Here’s an inspiring story about an absolute saint whose moral courage was strong enough to keep him on the righteous path in the face of dark temptation: This man has only touched two of the bras on the mannequins at Target.
Huzzah! Well done, sir!
Although the aisles of department stores like Target are strewn with a dozen or so mannequins displaying highly alluring bras right in the center of the store, today we celebrate Keith Haggerman, age 42, who made it through his recent shopping trip having touched merely two of the bras, and squeezing the breast part of just one. While many weaker men would surely succomb to the overwhelming temptation and lose hours of their day running their palms over the lacy fabric, after just three minutes with his hands on the undergarments, Keith was able to look his lust in the eye and say, “Get lost.”
Truly inspiring. Let this man’s moral fortitude be an example to all!
It certainly takes a man a great deal of self-reliance and bravery to exit the women’s underwear department at Target with his honor and dignity intact, but that’s exactly how Keith walked out of there, with only one pair of silk, high-waisted panties tucked into the back of his cart so he could steal a few more glances at it before he left.
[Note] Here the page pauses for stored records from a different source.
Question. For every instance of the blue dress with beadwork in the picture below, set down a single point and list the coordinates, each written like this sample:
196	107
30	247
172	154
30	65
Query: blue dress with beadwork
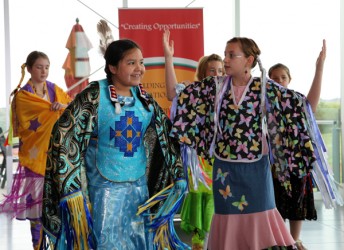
115	169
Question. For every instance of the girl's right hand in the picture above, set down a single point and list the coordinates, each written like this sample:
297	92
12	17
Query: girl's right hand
167	44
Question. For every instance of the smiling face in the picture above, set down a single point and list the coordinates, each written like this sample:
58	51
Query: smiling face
235	60
129	71
215	68
39	70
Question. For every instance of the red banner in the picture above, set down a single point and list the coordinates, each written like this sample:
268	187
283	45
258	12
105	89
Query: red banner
146	27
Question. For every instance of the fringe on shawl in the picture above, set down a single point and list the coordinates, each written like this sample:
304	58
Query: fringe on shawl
161	223
76	228
322	172
26	194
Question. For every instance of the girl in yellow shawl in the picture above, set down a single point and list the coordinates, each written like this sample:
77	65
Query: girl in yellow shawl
35	109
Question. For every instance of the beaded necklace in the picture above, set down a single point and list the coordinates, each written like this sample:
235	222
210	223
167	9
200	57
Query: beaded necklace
119	102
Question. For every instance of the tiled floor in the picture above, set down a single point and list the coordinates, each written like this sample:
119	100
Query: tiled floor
325	233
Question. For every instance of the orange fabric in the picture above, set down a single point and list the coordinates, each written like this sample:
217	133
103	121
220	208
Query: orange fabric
34	124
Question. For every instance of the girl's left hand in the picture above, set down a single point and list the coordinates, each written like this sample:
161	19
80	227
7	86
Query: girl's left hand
55	106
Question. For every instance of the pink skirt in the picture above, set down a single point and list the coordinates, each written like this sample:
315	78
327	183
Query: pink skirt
249	231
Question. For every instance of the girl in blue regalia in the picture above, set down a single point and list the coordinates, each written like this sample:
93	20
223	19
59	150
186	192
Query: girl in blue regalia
109	153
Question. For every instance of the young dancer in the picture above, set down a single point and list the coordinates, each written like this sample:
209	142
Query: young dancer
97	180
300	204
198	205
35	108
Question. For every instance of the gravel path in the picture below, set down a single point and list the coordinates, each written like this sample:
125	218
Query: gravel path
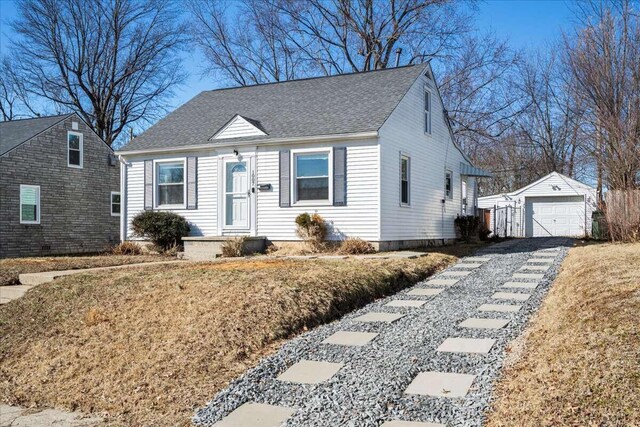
369	388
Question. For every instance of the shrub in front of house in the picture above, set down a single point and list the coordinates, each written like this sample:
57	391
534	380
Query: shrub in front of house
164	229
356	246
312	229
467	226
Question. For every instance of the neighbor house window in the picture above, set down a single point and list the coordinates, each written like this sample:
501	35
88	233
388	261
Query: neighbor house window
115	203
74	150
311	171
170	183
427	111
405	170
29	204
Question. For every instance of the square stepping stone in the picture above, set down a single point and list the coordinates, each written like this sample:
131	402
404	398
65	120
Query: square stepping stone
468	265
536	276
455	273
440	384
400	423
477	259
405	303
442	282
350	338
375	316
424	291
476	323
500	308
466	345
310	372
510	295
256	414
521	285
540	260
535	267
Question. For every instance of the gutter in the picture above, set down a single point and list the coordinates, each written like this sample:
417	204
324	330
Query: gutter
263	142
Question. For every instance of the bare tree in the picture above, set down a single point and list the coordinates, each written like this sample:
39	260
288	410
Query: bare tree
604	60
114	62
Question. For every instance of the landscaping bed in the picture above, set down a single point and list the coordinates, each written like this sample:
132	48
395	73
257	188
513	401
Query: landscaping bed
11	268
147	346
579	361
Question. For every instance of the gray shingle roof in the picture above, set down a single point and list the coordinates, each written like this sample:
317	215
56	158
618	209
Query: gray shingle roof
15	132
347	103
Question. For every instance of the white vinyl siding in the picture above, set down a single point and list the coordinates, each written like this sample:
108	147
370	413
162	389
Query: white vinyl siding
360	216
29	204
238	128
203	220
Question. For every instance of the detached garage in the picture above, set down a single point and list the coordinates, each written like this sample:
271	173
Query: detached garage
555	205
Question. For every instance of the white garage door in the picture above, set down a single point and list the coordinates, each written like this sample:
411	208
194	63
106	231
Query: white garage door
555	216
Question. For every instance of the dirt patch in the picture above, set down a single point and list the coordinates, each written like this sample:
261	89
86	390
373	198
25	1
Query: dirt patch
581	360
11	268
147	346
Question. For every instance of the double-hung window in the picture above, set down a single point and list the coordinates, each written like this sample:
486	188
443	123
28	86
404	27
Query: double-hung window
427	111
311	173
405	176
74	150
29	204
115	203
448	184
170	184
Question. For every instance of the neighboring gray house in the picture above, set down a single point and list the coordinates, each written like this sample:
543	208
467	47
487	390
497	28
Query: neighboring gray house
371	152
59	188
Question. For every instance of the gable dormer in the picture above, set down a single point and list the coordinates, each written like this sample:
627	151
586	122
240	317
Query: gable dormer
239	127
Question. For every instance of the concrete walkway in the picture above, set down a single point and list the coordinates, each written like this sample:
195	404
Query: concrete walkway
29	280
427	356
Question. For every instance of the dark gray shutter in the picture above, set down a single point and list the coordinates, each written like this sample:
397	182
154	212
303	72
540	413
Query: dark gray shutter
148	184
340	176
192	182
285	179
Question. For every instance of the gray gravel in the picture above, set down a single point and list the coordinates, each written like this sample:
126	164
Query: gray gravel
369	389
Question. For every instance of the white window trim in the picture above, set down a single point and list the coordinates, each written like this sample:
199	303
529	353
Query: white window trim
321	202
404	156
37	187
111	203
425	113
156	195
450	195
81	137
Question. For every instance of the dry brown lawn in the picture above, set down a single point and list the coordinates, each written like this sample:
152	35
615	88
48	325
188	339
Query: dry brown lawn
11	268
580	365
146	346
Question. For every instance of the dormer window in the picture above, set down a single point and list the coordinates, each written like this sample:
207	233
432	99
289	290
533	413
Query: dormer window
427	111
74	150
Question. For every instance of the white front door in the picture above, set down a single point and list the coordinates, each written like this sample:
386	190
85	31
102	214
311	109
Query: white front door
236	195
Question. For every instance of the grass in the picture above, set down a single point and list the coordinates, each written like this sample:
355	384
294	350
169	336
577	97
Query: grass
11	268
147	346
579	361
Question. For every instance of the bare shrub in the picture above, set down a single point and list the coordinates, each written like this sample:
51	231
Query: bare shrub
127	248
233	247
356	246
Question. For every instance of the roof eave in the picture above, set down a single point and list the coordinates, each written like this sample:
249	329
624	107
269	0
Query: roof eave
261	142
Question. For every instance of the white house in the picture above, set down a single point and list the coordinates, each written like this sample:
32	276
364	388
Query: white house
555	205
371	152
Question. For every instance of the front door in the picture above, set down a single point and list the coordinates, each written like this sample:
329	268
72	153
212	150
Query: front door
236	195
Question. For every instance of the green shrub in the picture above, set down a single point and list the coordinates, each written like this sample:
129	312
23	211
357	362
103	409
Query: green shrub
164	229
467	226
312	229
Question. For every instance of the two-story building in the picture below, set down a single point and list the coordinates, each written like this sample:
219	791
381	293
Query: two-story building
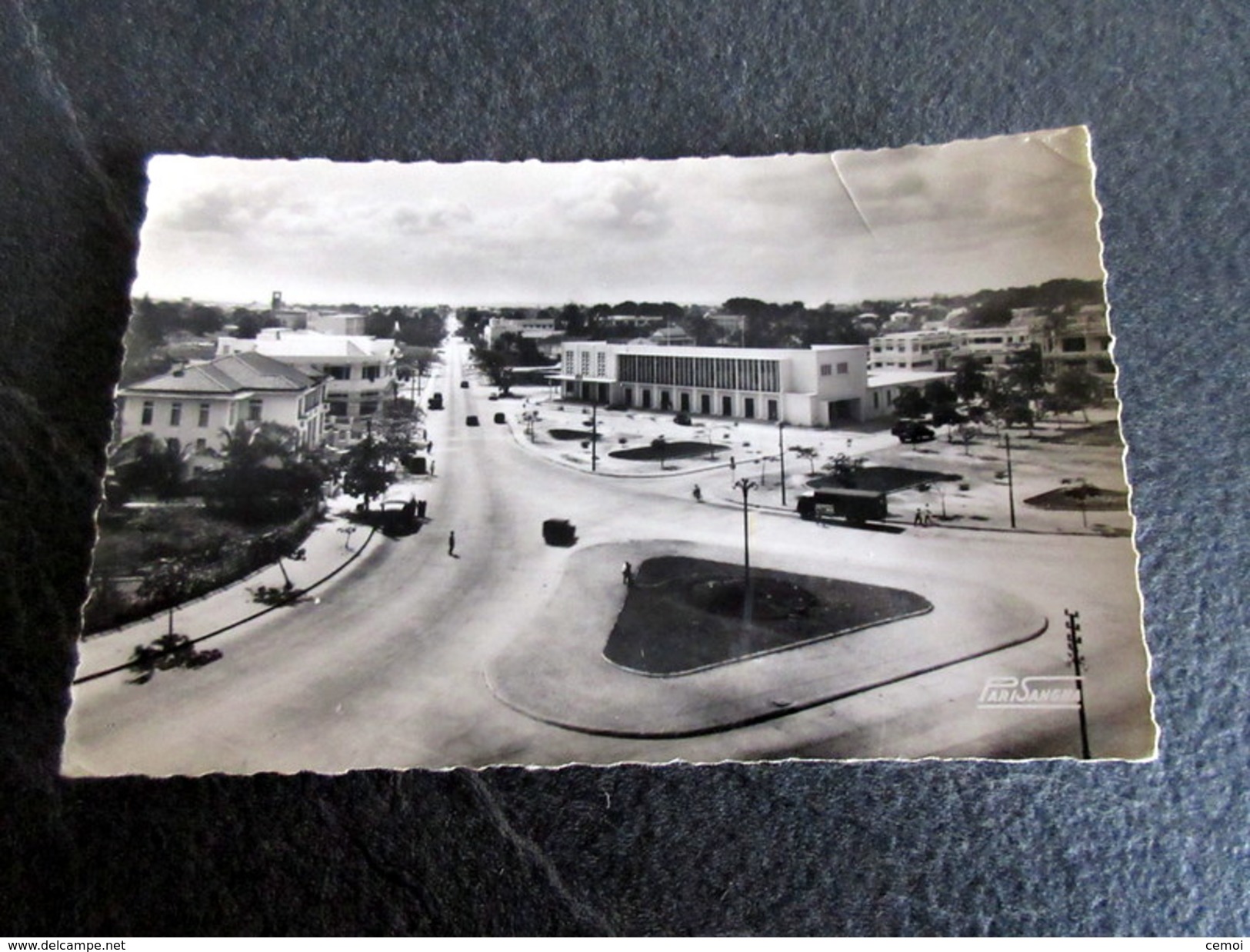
816	386
194	406
924	351
359	371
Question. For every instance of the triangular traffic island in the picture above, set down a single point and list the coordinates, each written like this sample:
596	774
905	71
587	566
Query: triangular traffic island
555	669
686	615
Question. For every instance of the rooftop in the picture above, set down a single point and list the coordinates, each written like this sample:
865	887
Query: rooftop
228	375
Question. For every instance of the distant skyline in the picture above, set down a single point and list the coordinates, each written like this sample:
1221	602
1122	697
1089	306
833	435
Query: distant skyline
844	226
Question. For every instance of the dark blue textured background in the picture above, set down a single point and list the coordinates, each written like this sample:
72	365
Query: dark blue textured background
90	88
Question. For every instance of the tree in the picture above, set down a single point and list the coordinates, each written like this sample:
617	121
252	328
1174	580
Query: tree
264	476
910	404
1024	385
166	584
396	425
662	448
496	366
148	464
969	380
1074	389
365	471
252	324
809	454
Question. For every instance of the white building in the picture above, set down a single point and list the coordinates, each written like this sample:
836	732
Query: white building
532	326
992	346
349	325
194	406
359	370
818	386
1084	342
912	350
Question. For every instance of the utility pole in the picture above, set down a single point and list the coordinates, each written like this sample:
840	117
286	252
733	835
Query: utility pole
746	486
1006	441
1076	659
782	456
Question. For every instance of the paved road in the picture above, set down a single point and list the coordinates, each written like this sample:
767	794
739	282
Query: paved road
386	670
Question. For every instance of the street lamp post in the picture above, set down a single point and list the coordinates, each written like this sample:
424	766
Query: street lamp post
746	486
782	456
1006	442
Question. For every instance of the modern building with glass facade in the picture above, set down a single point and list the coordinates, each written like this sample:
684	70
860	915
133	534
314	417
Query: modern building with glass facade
823	385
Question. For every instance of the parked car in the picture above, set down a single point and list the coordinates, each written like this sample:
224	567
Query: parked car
855	506
913	431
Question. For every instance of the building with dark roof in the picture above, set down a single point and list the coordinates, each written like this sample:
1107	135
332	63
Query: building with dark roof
195	404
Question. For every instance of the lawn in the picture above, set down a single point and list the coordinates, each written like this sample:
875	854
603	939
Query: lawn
882	479
1080	496
140	536
676	450
683	615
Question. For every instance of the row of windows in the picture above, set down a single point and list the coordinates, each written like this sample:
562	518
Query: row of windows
706	406
255	411
370	371
716	372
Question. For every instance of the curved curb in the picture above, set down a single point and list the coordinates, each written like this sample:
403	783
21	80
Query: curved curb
555	674
224	629
762	717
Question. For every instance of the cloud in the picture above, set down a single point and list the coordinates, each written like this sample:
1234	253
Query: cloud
623	203
432	218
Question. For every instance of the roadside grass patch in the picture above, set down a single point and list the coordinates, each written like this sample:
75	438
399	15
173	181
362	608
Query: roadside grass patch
882	479
675	450
1106	434
685	615
1082	496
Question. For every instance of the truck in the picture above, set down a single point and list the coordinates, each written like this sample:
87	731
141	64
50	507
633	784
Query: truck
855	506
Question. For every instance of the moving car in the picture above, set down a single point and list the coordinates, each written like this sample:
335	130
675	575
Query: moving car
913	431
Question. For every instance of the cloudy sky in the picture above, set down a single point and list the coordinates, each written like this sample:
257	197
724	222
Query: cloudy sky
898	223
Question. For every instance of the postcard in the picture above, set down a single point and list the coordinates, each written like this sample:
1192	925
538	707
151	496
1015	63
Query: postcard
734	459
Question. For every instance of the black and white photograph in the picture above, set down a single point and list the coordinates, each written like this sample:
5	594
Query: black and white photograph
735	459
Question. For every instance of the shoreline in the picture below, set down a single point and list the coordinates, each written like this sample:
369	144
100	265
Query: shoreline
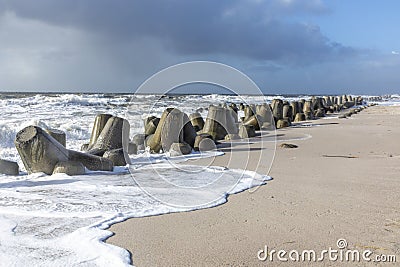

While not everyone has what it takes to resist the sensual temptations of brands like Maidenform and Jockey, with their intimates in loud, garish colors like white, nude, and black, it’s clear that Keith is one of the few incorruptible men who does, with only minor exceptions!
Keith, you have truly raised the bar for how an upstanding gentleman should act. Conducting yourself with such honor is no easy feat when you’re surrounded by the siren song of such gorgeous bras and underwear. Bravo, Keith, bravo! Paradise surely awaits your pristine, temperate soul in the hereafter!